Deny Reality features five tracks that are mildly technical, strikingly intense at lonely ensured angles, conventional from more than a few standpoints, and ruefully hint of slapstick that isn’t undone by the juvenile album art that barely references the title. In a nutshell, the aural mindset is post-debut Sacred Reich, some Acid Reign and Tankard, and Interstellar Experience-era Assassin, none of which recall much twinkle-eyed adoration from me, but hey they’re not horrible either.

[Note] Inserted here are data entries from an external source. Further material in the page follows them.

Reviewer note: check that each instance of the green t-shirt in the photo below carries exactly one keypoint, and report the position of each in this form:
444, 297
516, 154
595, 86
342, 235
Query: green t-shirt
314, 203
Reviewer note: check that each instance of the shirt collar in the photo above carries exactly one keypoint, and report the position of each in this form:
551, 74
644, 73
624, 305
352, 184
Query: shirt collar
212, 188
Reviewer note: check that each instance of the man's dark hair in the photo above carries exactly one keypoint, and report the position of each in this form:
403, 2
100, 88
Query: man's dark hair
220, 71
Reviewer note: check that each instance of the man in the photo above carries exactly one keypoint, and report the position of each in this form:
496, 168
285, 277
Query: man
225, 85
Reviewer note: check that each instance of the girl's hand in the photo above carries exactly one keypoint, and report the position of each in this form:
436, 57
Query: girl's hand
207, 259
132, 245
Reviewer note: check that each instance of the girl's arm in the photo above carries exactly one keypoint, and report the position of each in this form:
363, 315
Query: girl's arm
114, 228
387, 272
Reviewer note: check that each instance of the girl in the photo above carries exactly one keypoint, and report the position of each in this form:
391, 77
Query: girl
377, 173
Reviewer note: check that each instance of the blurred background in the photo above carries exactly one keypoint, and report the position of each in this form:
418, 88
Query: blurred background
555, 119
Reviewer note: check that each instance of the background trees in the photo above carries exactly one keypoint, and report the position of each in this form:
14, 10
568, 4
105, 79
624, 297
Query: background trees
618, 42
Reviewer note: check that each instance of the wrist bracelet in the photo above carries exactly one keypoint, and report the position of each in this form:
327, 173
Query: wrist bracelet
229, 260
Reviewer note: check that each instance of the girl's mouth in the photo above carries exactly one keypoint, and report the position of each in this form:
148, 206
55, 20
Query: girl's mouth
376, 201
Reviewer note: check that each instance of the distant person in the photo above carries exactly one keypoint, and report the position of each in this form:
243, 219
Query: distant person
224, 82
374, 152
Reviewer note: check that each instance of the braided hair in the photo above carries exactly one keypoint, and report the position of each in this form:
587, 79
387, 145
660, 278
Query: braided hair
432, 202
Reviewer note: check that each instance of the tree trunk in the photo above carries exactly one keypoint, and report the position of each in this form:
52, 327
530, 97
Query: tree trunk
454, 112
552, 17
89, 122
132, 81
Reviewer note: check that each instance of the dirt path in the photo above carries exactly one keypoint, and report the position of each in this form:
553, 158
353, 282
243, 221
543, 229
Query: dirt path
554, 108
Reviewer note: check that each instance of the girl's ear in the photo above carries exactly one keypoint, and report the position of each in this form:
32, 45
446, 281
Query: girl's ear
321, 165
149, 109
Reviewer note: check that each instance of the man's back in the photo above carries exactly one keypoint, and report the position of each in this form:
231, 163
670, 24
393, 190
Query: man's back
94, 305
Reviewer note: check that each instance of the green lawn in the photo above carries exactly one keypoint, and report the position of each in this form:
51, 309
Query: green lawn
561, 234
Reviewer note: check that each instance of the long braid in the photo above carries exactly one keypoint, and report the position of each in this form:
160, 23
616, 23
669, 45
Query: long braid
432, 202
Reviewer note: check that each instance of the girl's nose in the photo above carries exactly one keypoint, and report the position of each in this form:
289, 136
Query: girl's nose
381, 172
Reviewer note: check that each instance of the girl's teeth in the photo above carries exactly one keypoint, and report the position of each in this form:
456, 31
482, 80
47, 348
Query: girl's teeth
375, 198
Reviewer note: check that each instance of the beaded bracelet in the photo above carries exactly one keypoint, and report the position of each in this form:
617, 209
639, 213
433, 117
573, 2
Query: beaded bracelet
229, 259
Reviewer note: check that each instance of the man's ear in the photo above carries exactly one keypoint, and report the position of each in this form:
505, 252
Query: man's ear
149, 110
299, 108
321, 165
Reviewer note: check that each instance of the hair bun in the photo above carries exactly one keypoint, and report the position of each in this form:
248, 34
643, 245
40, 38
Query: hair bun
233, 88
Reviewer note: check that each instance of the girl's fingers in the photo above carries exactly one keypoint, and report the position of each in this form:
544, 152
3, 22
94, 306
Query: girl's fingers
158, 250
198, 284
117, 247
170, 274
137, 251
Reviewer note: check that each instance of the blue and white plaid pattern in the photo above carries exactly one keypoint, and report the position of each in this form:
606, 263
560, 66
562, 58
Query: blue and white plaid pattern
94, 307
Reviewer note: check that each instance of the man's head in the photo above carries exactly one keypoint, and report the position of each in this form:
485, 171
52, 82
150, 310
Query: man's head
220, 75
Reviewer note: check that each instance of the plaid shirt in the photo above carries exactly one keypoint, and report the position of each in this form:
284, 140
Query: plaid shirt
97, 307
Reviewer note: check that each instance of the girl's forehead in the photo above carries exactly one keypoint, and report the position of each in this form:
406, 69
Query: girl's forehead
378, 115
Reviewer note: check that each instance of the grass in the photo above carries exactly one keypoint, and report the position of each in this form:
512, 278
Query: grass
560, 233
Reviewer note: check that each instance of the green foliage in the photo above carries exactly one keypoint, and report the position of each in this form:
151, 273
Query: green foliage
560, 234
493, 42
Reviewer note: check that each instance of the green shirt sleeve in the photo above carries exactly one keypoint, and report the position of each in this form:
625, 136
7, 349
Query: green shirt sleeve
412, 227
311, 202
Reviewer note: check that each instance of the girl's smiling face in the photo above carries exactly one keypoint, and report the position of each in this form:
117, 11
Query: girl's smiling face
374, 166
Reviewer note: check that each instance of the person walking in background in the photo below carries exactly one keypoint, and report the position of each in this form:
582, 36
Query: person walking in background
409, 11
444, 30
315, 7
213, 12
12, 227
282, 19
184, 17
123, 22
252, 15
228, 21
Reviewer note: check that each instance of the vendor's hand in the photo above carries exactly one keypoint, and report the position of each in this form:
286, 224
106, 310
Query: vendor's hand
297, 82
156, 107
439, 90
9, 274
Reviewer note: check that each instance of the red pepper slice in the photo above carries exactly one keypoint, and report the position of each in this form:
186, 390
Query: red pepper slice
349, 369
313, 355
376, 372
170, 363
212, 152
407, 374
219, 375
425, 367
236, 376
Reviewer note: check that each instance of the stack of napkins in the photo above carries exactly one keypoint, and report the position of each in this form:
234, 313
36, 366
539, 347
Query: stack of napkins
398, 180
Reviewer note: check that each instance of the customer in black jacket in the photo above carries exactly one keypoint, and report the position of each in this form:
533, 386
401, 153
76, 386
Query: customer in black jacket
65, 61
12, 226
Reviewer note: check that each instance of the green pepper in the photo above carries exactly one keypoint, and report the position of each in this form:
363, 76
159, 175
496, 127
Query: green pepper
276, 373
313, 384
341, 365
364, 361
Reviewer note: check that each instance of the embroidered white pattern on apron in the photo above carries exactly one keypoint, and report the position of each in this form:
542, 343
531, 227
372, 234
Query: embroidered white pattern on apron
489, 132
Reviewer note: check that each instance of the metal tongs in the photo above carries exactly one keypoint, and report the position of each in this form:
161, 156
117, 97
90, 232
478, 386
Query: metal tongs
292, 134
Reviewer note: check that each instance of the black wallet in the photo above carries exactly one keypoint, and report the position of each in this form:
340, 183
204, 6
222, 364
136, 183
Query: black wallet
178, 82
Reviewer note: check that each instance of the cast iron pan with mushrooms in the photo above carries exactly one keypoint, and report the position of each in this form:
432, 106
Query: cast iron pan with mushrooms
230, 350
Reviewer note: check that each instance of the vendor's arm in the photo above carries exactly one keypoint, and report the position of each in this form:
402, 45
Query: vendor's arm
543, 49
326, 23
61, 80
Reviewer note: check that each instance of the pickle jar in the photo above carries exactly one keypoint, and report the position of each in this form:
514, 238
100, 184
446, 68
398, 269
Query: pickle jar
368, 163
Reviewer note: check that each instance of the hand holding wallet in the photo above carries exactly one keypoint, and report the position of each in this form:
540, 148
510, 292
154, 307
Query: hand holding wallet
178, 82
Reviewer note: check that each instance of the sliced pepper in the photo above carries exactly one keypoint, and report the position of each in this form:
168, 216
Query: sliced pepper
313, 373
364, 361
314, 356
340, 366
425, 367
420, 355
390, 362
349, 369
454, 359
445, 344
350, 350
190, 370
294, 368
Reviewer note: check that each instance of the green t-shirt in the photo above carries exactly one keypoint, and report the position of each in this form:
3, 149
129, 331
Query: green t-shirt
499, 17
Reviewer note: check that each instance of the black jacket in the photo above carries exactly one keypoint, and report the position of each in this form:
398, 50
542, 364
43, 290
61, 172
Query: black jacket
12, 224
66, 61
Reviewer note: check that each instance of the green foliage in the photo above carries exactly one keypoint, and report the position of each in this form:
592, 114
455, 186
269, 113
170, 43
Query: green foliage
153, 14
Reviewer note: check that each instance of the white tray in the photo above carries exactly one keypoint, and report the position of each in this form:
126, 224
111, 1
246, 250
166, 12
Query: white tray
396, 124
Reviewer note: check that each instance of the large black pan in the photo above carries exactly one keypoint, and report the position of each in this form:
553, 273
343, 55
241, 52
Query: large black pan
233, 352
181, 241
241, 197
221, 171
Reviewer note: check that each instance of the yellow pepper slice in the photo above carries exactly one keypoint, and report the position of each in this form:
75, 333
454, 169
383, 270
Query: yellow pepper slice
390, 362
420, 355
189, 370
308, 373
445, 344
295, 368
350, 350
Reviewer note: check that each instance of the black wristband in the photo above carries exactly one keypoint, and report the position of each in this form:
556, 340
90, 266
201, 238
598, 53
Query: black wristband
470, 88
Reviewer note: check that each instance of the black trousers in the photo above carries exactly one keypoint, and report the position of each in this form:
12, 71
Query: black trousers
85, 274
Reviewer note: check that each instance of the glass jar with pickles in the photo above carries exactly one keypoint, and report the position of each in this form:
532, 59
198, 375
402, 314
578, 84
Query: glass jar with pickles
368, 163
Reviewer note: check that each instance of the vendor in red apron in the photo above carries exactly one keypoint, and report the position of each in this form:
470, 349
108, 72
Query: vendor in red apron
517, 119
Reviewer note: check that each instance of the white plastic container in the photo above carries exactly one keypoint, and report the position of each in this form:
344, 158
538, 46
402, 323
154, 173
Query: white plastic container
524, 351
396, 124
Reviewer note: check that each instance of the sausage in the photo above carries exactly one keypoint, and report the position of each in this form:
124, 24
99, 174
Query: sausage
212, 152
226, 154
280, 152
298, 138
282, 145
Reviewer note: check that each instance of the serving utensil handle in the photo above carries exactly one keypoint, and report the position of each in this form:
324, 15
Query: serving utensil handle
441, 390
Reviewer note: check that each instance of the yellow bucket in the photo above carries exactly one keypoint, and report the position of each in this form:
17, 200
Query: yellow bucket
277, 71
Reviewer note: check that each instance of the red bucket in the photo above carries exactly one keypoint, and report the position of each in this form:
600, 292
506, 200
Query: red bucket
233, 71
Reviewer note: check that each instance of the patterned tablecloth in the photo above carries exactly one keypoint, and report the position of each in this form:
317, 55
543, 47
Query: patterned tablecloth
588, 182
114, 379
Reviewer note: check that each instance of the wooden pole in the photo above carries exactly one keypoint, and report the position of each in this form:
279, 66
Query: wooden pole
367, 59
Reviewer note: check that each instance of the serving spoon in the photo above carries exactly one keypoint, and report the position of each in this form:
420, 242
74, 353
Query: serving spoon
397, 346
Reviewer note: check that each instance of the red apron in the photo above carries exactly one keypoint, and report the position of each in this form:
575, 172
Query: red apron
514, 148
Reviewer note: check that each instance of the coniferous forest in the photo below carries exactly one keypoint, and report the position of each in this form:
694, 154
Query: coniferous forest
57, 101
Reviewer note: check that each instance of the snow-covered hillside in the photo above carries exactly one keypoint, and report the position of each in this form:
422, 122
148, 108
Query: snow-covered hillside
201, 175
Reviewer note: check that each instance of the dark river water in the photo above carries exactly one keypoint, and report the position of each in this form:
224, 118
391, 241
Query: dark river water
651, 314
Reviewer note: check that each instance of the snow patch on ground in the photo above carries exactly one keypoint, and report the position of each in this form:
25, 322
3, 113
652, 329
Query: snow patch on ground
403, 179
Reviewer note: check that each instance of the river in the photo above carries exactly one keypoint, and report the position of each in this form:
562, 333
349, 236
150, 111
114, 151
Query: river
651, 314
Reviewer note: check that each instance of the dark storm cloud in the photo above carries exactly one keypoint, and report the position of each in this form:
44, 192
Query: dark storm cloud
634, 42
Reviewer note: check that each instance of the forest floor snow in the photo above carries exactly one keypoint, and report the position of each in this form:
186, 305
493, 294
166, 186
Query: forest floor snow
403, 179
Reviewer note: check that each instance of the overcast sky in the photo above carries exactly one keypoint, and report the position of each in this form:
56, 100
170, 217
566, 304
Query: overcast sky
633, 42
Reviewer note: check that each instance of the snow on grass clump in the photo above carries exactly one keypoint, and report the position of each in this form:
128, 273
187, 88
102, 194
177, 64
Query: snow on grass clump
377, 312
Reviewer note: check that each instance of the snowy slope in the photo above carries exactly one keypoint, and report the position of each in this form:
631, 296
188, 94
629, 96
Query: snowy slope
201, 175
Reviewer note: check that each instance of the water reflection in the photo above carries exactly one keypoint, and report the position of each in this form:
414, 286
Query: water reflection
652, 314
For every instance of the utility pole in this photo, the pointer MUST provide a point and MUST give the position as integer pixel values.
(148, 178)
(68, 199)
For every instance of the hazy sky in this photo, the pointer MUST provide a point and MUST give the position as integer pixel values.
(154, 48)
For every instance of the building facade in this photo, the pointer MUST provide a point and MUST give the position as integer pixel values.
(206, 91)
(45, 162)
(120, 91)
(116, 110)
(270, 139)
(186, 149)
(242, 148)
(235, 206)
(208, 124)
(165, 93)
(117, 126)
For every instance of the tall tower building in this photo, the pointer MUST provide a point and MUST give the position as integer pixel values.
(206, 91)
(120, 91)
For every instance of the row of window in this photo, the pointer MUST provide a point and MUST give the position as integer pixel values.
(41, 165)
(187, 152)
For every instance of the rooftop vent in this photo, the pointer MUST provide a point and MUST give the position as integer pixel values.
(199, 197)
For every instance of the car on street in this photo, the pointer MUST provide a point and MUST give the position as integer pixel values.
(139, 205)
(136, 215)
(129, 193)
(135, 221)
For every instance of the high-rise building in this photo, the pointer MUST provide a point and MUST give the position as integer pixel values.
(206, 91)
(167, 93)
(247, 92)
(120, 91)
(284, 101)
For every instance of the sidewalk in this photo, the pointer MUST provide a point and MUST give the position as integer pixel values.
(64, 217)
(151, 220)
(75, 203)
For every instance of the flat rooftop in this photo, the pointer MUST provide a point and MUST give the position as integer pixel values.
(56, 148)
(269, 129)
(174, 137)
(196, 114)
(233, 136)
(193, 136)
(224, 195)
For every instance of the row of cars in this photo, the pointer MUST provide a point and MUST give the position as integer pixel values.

What we have here is pretty routine, though cursory shafts of intensity burn through the habitual scheme, fleetingly setting things ablaze at the rumbling start of the curtain-opening title cut, the high road moments of “Fatal Descent”, and portions of the party-ish “D.U.A.F.”, but that’s about it – thick as a wafer and not really worth the price of one. “Follow the Masses” is mediocre Testament with blinders on while “Re-animator” is worse yet, long and listless with a chorus that needs acid to spice it up. Vocalist/guitarist Kev Ingleson isn’t as vapid as, say, Rodney Dunsmore over in Devastation, but he’s definitely not setting the world on fire with his standardized monotone scratch.
Positively, the production via some unmentioned studio is full and vital, and that’s all, folks.
I have Condemned to Eternity somewhere, probably on cassette and too in the back of my closet for me to wrestle to any time soon, so when and if I’m searching for a more important tape, maybe I’ll take the time to find my ‘R’ case.